Every genealogist knows that land ownership maps can provide a wealth of information on where ancestors lived and clues as to how they lived plus innumerable other benefits.  When I pulled up the 1860 Landownership map for Jackson Township in DeKalb County, Indiana, I was expecting all of the above, but what I wasn’t expecting, was perhaps a clue as to how my great grandparents met.

The overall theme of the RootsTech conference this past week was telling our stories and the stories of our ancestors.  This is something I have always tried to do, but sometimes there just isn’t enough information to fill in the missing pieces that allow you to tell the full story.  I’ve found that the “hows” of marriages and relationships can be the most problematic sometimes.  Who would ever have thought that a landownership map would give a clue to the how?

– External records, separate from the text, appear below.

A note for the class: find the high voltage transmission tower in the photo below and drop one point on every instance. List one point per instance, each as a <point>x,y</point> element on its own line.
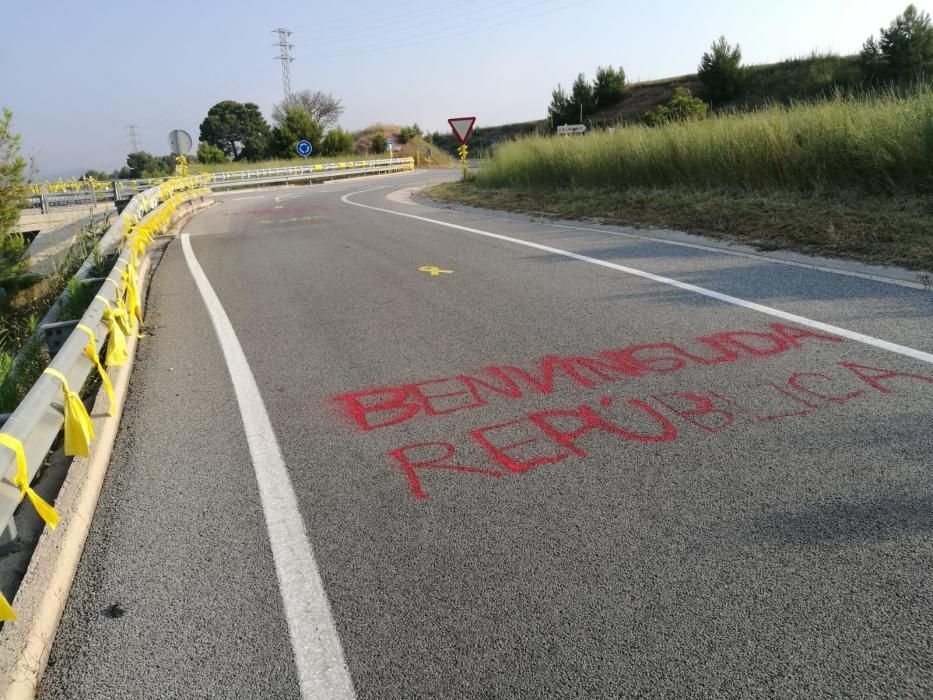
<point>286,58</point>
<point>132,137</point>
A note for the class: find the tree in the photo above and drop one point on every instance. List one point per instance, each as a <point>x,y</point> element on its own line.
<point>583,101</point>
<point>559,107</point>
<point>337,142</point>
<point>323,107</point>
<point>296,125</point>
<point>141,164</point>
<point>93,174</point>
<point>14,249</point>
<point>903,50</point>
<point>409,132</point>
<point>379,143</point>
<point>210,154</point>
<point>721,71</point>
<point>682,107</point>
<point>238,129</point>
<point>609,86</point>
<point>12,175</point>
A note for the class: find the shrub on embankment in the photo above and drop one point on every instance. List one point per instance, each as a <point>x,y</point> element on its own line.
<point>880,145</point>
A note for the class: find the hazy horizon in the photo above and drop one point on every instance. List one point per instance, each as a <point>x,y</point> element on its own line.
<point>78,74</point>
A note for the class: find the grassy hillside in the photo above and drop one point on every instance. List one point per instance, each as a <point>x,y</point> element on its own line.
<point>785,82</point>
<point>848,176</point>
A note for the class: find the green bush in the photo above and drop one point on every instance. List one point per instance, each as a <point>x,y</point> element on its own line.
<point>210,154</point>
<point>380,144</point>
<point>297,125</point>
<point>14,266</point>
<point>881,145</point>
<point>609,86</point>
<point>409,132</point>
<point>337,142</point>
<point>721,71</point>
<point>682,107</point>
<point>904,49</point>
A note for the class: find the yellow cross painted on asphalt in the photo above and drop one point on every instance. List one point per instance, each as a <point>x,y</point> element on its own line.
<point>434,270</point>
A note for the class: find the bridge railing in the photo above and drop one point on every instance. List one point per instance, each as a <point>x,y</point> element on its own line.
<point>84,192</point>
<point>38,418</point>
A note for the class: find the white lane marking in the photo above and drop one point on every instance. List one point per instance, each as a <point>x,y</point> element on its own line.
<point>744,254</point>
<point>322,671</point>
<point>761,308</point>
<point>243,199</point>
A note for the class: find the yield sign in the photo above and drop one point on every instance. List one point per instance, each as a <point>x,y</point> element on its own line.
<point>462,127</point>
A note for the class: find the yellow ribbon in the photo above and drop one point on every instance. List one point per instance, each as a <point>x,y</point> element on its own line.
<point>21,481</point>
<point>117,353</point>
<point>132,293</point>
<point>122,315</point>
<point>7,614</point>
<point>91,351</point>
<point>78,428</point>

When I pulled up this map, I found my 2nd great grandfather, John Warshler, as a large landowner in Section 14 up toward the northeast corner of the township.  This find, I had fully expected.  What surprised me was finding my other 2nd great grandfather, Isaac Farver, as a smaller landowner less than a mile to the south in Section 23.

The proximity of the two farms could suggest that my great grandparents met not later in life as they were adults, but may very well have grown up knowing each other and interacting as children.  I grant that this is completely a supposition on my part, but there have been additional, unverified clues, that both families were involved in the church that was “near the farm.”  Since both farms are in the same area of the township, it is likely that the church for each family was one in the same!

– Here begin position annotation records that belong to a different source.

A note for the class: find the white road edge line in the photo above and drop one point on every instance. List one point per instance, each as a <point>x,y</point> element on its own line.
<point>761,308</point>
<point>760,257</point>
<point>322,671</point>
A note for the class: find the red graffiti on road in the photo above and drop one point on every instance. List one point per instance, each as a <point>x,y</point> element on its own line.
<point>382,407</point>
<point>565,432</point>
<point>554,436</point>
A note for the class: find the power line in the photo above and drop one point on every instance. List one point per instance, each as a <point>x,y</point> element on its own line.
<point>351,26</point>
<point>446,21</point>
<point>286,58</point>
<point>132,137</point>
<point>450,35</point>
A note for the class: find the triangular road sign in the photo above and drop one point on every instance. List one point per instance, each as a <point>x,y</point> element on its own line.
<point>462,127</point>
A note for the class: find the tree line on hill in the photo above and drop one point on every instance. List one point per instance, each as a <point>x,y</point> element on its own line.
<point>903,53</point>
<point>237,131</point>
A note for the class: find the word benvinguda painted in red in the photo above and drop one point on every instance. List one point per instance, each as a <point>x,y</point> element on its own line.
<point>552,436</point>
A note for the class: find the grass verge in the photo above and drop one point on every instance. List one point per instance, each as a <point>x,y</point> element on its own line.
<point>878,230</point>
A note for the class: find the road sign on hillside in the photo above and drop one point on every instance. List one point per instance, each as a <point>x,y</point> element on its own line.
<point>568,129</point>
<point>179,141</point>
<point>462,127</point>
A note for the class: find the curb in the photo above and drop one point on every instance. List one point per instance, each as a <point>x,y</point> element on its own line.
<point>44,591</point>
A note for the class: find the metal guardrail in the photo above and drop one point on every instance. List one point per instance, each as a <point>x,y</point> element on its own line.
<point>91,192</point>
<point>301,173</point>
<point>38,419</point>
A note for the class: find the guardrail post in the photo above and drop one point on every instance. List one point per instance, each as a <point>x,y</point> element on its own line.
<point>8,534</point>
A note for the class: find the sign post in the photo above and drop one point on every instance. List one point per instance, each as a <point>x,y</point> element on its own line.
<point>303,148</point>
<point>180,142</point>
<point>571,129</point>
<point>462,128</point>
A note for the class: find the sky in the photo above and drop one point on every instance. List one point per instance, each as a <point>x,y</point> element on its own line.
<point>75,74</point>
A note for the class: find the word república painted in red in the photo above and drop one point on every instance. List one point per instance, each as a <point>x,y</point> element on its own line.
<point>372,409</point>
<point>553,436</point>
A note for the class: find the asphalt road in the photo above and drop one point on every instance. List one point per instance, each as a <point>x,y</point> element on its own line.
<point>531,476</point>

Now my challenge is to take my hypotheses about their interactions as children and their involvement in the same church and start on a new hunt to prove those!  Maybe, just maybe, I will be able to fill in the story of two people who grew up as sweethearts and ended up raising a family together.  Or…maybe this will all prove to just be a bad hypothesis and I will find a completely different story.  Half the fun is in the digging!